Google has released an emergency update for Chrome to address a critical vulnerability (cve-2025-9478) in the Angle library. This vulnerability, known as a “use-after-free” error, was discovered on August 11 by the Google Big Sleep command. It allows attackers to execute arbitrary code through specially prepared webgl- or webg Canvas operations. Exploiting this flaw could lead to the installation of malware, data theft, and unauthorized access to corporate networks, posing a significant threat to companies and valuable targets.
The updates are available in Chrome Stable version 139.0.7258.154/.155 for Windows and MacOS, as well as version 139.0.7258.154 for Linux. While distribution happens automatically, Google strongly advises users to expedite the installation. Corporate system administrators are offered MSI packages and Enterprise Bundle for easier deployment and management.
The vulnerability stems from the Angle component, responsible for transmitting OpenGL ES calls into native graphic APIs. The flaw allows released memory to be recycled, enabling attackers to manipulate its contents and execute arbitrary code. This turns the vulnerability into a potent tool for drive-by attacks, where simply visiting an infected site is sufficient. Potential repercussions include the deployment of espionage tools, ransomware, and other malicious software to compromise victims’ infrastructure.
Google urges administrators to promptly apply the updates and monitor for any anomalies related to WebGL and graphic APIs.

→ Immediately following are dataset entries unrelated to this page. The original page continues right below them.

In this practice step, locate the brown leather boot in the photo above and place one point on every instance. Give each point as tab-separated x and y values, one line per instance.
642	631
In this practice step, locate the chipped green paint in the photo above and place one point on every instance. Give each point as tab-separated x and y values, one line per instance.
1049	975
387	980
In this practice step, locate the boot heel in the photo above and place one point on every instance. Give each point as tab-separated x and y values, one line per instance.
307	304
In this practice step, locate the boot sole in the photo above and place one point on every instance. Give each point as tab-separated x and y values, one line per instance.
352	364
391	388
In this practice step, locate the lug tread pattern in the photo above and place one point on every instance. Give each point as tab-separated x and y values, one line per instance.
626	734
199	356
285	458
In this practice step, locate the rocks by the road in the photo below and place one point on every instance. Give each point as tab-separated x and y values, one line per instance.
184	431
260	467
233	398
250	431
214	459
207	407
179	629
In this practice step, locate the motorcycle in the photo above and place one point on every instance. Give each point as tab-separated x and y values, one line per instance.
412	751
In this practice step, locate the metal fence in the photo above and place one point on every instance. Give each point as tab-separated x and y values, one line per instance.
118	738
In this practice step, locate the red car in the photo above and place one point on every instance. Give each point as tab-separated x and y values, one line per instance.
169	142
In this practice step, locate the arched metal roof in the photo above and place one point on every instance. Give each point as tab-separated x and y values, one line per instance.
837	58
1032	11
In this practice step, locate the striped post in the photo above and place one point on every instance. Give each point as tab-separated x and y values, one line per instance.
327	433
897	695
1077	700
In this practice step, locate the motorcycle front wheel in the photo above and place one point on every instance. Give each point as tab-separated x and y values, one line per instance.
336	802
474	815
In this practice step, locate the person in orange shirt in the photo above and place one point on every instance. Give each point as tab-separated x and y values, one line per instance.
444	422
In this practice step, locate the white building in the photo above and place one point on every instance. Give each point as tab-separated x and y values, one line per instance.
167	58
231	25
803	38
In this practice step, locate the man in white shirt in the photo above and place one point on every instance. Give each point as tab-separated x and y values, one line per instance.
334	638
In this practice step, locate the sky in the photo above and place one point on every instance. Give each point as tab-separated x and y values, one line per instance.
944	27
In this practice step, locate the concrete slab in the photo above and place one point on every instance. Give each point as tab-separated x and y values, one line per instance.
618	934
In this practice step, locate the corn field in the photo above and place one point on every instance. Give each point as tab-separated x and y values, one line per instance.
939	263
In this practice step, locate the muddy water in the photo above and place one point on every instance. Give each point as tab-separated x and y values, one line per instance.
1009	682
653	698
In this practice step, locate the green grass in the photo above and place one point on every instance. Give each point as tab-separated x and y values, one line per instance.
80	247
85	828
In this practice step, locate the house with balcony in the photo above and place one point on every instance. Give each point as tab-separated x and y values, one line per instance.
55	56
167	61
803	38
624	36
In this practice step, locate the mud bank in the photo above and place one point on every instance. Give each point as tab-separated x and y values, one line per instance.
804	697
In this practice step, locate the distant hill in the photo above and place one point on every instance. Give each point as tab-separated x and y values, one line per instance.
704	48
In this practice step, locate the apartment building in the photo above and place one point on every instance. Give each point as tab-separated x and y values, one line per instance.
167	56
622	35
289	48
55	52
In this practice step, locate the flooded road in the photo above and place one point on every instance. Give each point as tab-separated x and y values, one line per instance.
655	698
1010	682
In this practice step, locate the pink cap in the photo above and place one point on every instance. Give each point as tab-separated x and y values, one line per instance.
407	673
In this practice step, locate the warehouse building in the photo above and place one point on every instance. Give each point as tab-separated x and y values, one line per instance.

It is also essential to uphold the principle of least privilege and educate users about the risks of interacting with unknown links, particularly those containing interactive graphics.
Further details about the cve-2025-9478 operation have not been disclosed to provide time for most users to take action. Google emphasizes the significance of reporting external error messages and continues to reward the discovery of bugs, fostering collaboration between researchers and developers to enhance the security of open projects.